In this case, the officer interpreted the number 400,200,1600, and 800 to refer to $4, $2, $16, and $8, respectively. There is no question that inflated dollar figures were used. Moreover, the record shows that Officer Ramos was an expert concerning Eolito operations. As such, he could testify to inferences involving that subject which an inexperienced person would not be competent to draw. Any argument about the testimony relating to the amount of money represented by the Eolito slips goes to the weight to be accorded his testimony. (United States v. McCoy (5th Cir. 1976), 539 F.2d 1050, 1062-63. Also see United States v. Smith (9th Cir. 1975), 519 F.2d 516, 520-21; United States v. Cafero (3d Cir. 1973), 473 F.2d 489, 503.) Here, Officer Ramos had been working in the area of Eolito gambling for several years; and the court, as the trier of fact, apparently found his testimony to be reasonable and believable in this regard.

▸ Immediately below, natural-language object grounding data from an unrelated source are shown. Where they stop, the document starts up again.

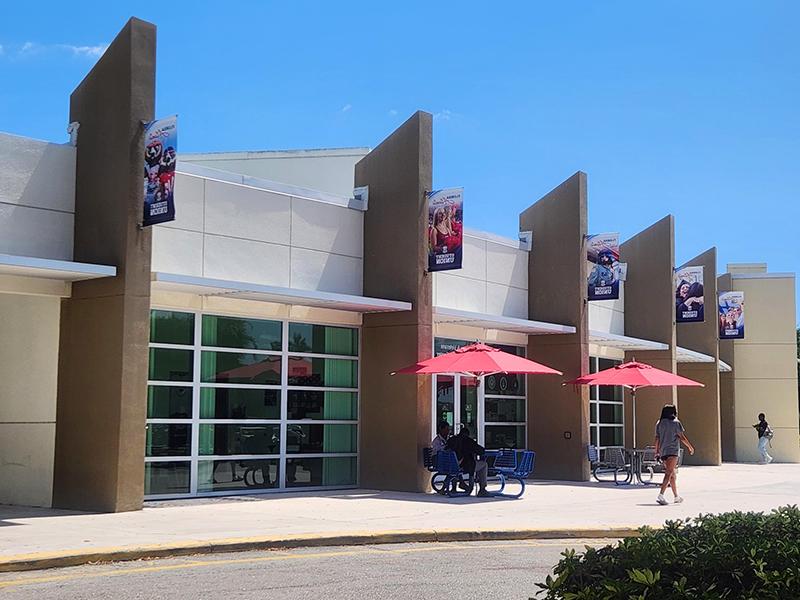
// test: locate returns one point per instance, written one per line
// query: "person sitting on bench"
(440, 441)
(468, 450)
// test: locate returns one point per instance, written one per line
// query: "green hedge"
(734, 555)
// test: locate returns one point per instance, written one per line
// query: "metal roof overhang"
(623, 342)
(486, 321)
(204, 286)
(46, 268)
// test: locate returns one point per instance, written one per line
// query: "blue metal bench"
(447, 476)
(512, 465)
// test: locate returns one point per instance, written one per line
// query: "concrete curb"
(72, 558)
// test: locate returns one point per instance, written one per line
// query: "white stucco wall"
(37, 197)
(493, 279)
(237, 232)
(29, 333)
(327, 170)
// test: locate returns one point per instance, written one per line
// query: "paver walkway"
(546, 505)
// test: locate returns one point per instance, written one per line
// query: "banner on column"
(445, 229)
(731, 315)
(160, 156)
(602, 253)
(689, 306)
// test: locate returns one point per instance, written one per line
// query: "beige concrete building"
(764, 366)
(246, 346)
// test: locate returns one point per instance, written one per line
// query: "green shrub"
(734, 555)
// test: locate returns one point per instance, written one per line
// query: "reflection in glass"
(237, 403)
(469, 404)
(170, 365)
(323, 372)
(237, 475)
(168, 439)
(169, 402)
(325, 471)
(505, 410)
(170, 477)
(445, 399)
(234, 332)
(318, 438)
(611, 436)
(233, 367)
(222, 440)
(171, 327)
(504, 436)
(335, 406)
(323, 339)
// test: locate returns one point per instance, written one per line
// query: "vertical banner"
(160, 156)
(731, 315)
(445, 229)
(602, 254)
(689, 305)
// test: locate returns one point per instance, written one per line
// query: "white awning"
(685, 355)
(442, 314)
(60, 270)
(204, 286)
(623, 342)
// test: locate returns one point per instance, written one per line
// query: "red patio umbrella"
(634, 375)
(477, 360)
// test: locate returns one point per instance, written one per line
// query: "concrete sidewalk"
(37, 538)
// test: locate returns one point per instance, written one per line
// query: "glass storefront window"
(234, 367)
(238, 403)
(237, 475)
(318, 438)
(169, 402)
(252, 405)
(316, 404)
(322, 471)
(167, 364)
(505, 410)
(171, 327)
(244, 334)
(222, 440)
(168, 477)
(323, 339)
(323, 372)
(504, 436)
(168, 439)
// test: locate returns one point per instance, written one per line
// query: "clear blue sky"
(690, 108)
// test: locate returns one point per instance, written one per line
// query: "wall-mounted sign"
(160, 157)
(445, 229)
(731, 315)
(689, 305)
(602, 253)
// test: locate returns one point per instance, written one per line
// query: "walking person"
(765, 434)
(669, 435)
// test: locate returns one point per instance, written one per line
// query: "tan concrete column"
(558, 416)
(727, 381)
(699, 407)
(102, 386)
(395, 417)
(650, 315)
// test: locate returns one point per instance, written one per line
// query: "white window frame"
(194, 458)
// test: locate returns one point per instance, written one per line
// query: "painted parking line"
(199, 564)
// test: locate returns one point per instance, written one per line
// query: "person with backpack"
(765, 435)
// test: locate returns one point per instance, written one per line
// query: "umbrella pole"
(633, 407)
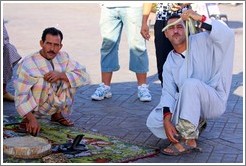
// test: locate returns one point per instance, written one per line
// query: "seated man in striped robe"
(46, 83)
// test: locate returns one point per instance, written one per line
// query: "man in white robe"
(197, 80)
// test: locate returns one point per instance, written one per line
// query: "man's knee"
(191, 84)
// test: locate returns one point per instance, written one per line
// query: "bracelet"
(203, 18)
(166, 113)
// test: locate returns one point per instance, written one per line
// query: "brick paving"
(123, 115)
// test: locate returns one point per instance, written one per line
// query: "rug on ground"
(98, 148)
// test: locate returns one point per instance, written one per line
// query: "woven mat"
(101, 148)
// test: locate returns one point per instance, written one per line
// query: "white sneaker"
(103, 91)
(143, 93)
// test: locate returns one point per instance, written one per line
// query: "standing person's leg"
(162, 47)
(139, 63)
(111, 28)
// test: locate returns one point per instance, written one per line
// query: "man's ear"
(41, 43)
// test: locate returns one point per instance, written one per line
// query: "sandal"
(175, 151)
(22, 126)
(61, 120)
(202, 125)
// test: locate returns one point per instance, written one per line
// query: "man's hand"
(191, 14)
(170, 130)
(54, 76)
(32, 126)
(145, 31)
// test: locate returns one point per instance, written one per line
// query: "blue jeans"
(111, 24)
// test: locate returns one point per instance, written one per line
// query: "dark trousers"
(162, 47)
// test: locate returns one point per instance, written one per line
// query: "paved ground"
(123, 115)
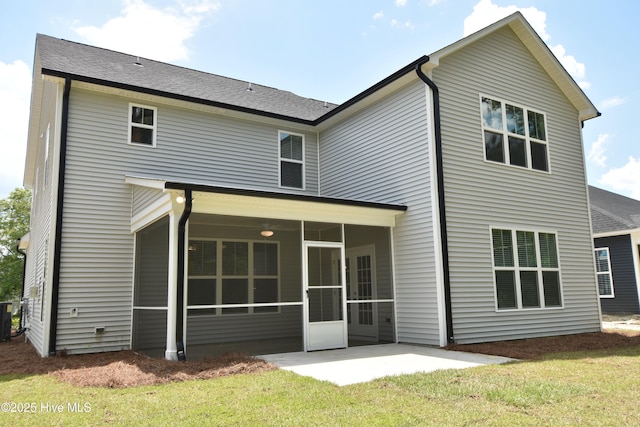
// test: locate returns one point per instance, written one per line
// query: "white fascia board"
(156, 183)
(240, 205)
(616, 233)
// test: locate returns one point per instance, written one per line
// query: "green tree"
(14, 223)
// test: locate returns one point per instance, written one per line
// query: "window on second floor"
(526, 269)
(291, 147)
(603, 272)
(514, 135)
(142, 125)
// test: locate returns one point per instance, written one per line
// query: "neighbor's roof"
(82, 62)
(612, 212)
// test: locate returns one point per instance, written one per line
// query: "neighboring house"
(616, 238)
(174, 208)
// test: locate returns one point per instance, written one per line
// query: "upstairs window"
(514, 135)
(142, 125)
(603, 273)
(526, 269)
(291, 160)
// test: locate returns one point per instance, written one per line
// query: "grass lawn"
(582, 388)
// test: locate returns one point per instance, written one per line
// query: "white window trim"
(219, 306)
(505, 133)
(154, 127)
(517, 269)
(285, 159)
(609, 273)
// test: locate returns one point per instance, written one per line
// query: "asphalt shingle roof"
(65, 58)
(613, 212)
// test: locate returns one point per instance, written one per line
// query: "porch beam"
(171, 352)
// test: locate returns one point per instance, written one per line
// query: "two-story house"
(175, 209)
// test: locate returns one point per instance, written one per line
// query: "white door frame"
(353, 327)
(330, 334)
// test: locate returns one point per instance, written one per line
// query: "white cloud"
(598, 149)
(486, 13)
(625, 179)
(15, 89)
(611, 102)
(402, 25)
(149, 32)
(575, 68)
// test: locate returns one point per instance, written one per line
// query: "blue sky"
(331, 50)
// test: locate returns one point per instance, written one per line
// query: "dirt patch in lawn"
(121, 368)
(535, 348)
(130, 369)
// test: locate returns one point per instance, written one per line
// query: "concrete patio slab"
(366, 363)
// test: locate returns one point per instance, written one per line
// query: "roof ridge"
(182, 67)
(612, 216)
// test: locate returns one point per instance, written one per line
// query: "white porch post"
(171, 353)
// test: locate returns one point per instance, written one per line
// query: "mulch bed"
(121, 368)
(129, 369)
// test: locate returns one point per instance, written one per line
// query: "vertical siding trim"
(53, 324)
(442, 216)
(635, 251)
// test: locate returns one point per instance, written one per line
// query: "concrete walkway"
(366, 363)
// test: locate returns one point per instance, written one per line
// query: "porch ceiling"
(265, 204)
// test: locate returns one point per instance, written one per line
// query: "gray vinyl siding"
(482, 194)
(97, 243)
(623, 272)
(382, 154)
(40, 253)
(143, 197)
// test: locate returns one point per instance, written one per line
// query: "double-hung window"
(233, 276)
(526, 269)
(514, 135)
(142, 125)
(291, 148)
(603, 273)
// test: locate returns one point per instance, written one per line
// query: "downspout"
(21, 329)
(182, 226)
(441, 201)
(55, 286)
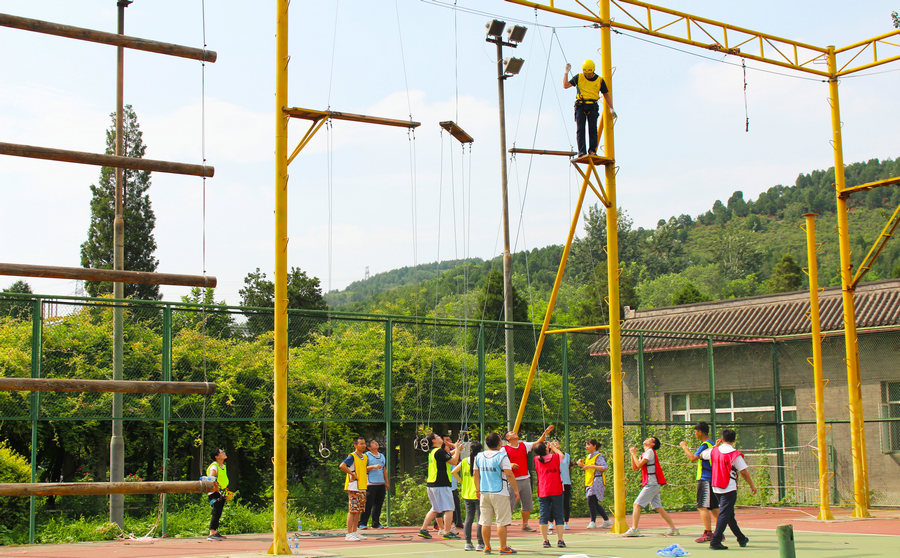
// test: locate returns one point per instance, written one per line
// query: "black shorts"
(706, 498)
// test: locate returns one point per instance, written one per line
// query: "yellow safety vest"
(590, 473)
(360, 465)
(221, 474)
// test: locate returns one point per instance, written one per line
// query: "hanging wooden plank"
(106, 386)
(82, 34)
(49, 153)
(104, 488)
(110, 275)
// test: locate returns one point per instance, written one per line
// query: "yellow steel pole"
(556, 283)
(857, 427)
(824, 510)
(612, 250)
(279, 460)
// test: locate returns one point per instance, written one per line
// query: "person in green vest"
(440, 491)
(707, 501)
(217, 470)
(356, 468)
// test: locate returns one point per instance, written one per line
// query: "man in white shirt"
(727, 462)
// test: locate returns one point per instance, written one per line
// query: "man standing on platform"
(589, 87)
(727, 462)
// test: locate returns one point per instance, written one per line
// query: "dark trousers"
(586, 112)
(374, 501)
(473, 509)
(726, 517)
(596, 507)
(217, 501)
(457, 516)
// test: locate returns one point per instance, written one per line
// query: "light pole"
(506, 68)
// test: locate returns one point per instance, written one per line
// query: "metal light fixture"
(517, 33)
(512, 66)
(495, 28)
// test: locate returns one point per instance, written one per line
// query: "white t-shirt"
(651, 466)
(737, 466)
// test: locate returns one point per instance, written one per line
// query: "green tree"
(688, 294)
(787, 276)
(18, 309)
(140, 245)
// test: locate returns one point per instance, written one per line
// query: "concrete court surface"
(844, 537)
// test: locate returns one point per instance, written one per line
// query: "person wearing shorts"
(652, 479)
(493, 478)
(707, 500)
(355, 466)
(517, 451)
(440, 493)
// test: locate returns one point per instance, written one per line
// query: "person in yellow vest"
(356, 468)
(594, 467)
(589, 86)
(218, 470)
(440, 491)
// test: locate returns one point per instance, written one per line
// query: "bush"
(13, 469)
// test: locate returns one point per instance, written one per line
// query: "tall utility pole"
(116, 442)
(506, 69)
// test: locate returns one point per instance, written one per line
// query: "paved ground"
(844, 537)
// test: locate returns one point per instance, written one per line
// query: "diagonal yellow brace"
(876, 249)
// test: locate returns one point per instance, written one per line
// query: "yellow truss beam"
(876, 249)
(716, 36)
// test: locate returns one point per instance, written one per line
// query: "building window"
(757, 408)
(890, 408)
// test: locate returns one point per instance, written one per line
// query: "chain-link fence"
(396, 378)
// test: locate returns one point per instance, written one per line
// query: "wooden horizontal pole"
(82, 34)
(106, 386)
(308, 114)
(110, 275)
(68, 156)
(103, 488)
(542, 152)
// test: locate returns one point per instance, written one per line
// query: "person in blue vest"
(727, 463)
(589, 86)
(356, 468)
(439, 487)
(707, 501)
(493, 478)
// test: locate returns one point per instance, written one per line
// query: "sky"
(365, 197)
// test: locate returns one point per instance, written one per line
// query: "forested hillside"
(737, 248)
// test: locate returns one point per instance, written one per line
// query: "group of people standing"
(495, 479)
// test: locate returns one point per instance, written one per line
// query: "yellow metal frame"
(680, 27)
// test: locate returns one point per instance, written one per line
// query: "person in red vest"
(652, 479)
(517, 450)
(727, 462)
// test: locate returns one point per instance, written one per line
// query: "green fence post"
(712, 387)
(779, 435)
(565, 364)
(642, 387)
(166, 403)
(37, 320)
(388, 408)
(481, 379)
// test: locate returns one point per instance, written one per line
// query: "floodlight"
(512, 66)
(517, 33)
(495, 28)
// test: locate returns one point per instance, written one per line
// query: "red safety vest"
(722, 464)
(518, 455)
(660, 478)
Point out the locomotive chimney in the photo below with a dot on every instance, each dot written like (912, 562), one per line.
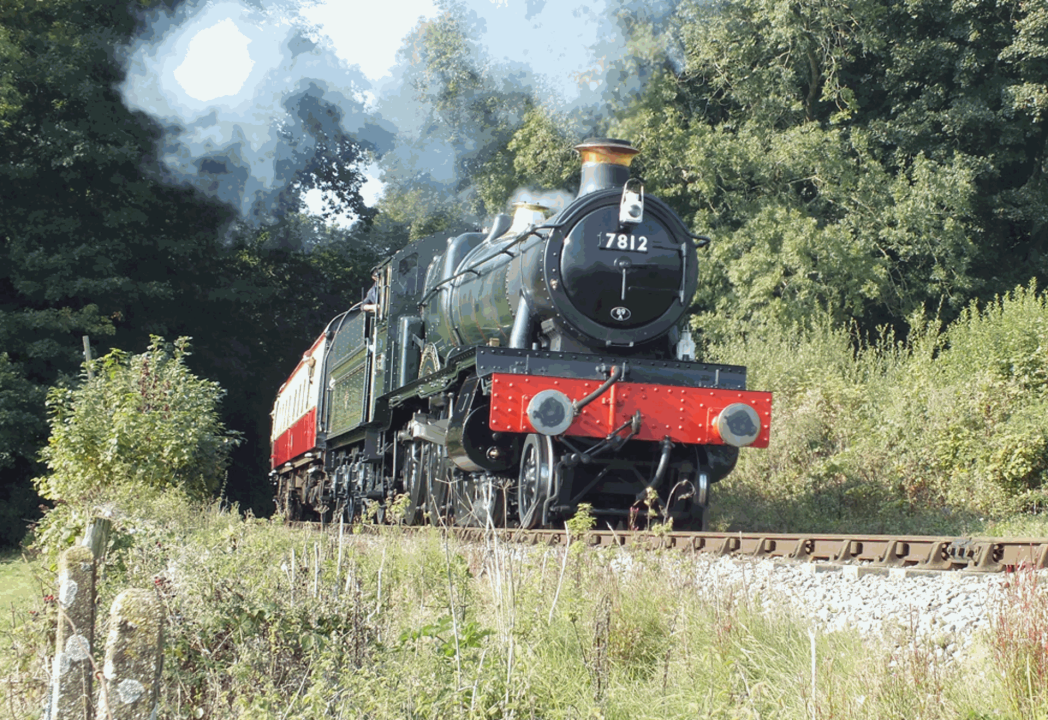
(606, 164)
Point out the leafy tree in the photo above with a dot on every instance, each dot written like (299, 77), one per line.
(138, 423)
(860, 159)
(453, 166)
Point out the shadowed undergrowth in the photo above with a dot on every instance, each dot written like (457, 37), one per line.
(265, 622)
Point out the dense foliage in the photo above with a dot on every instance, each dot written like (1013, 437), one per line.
(137, 424)
(94, 241)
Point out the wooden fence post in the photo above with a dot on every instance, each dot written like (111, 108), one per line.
(131, 675)
(72, 671)
(96, 537)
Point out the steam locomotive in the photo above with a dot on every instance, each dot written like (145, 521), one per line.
(508, 376)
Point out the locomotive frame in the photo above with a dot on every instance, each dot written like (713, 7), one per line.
(509, 376)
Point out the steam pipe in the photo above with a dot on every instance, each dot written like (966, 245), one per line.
(522, 325)
(616, 374)
(663, 462)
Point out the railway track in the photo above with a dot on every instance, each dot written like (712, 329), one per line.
(915, 552)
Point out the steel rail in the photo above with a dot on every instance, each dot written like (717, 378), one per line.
(917, 552)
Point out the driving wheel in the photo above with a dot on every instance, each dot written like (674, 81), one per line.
(535, 483)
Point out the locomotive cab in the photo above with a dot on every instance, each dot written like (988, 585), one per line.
(511, 375)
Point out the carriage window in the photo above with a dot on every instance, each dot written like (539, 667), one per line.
(407, 276)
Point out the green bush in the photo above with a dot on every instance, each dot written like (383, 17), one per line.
(136, 427)
(143, 421)
(946, 431)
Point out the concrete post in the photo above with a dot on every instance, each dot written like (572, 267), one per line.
(72, 671)
(134, 650)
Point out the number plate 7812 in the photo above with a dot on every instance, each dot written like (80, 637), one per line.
(620, 241)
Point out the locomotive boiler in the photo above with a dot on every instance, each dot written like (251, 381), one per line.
(509, 376)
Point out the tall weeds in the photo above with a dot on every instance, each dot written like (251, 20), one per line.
(391, 626)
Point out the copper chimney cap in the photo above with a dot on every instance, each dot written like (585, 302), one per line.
(606, 164)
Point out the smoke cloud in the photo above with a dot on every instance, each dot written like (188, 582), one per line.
(281, 85)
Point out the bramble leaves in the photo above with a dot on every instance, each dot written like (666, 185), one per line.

In contrast, defendant’s testimony, that he had accepted the shopping bag of Eolito slips and currency for someone whose name he did not know, is not believable; when defendant elects to explain his actions he must tell a reasonable story or be judged by its improbability. (People v. Ward (1975), 31 Ill. App. 3d 1022, 1026, 335 N.E.2d 57; People v. Greene (1975), 27 Ill. App. 3d 1080, 1091, 328 N.E.2d 176.) We cannot say the trial court’s evidentiary determination was erroneous.

Furthermore, the defendant has contended that there was a failure to connect him with the slips found in the apartment. No such proof was necessary. The contents of the shopping bag contained far in excess of $2,000 in Eolito slips. The evidence of the slips found in the apartment was for the purpose of attempting to show that defendant was guilty of other like offenses. His possession of the shopping bag amply supports the conviction for syndicated gambling.

Accordingly, the judgment of the circuit court of Cook County is affirmed.

Judgment affirmed.

JOHNSON, P. J., and DIERINGER, J., concur.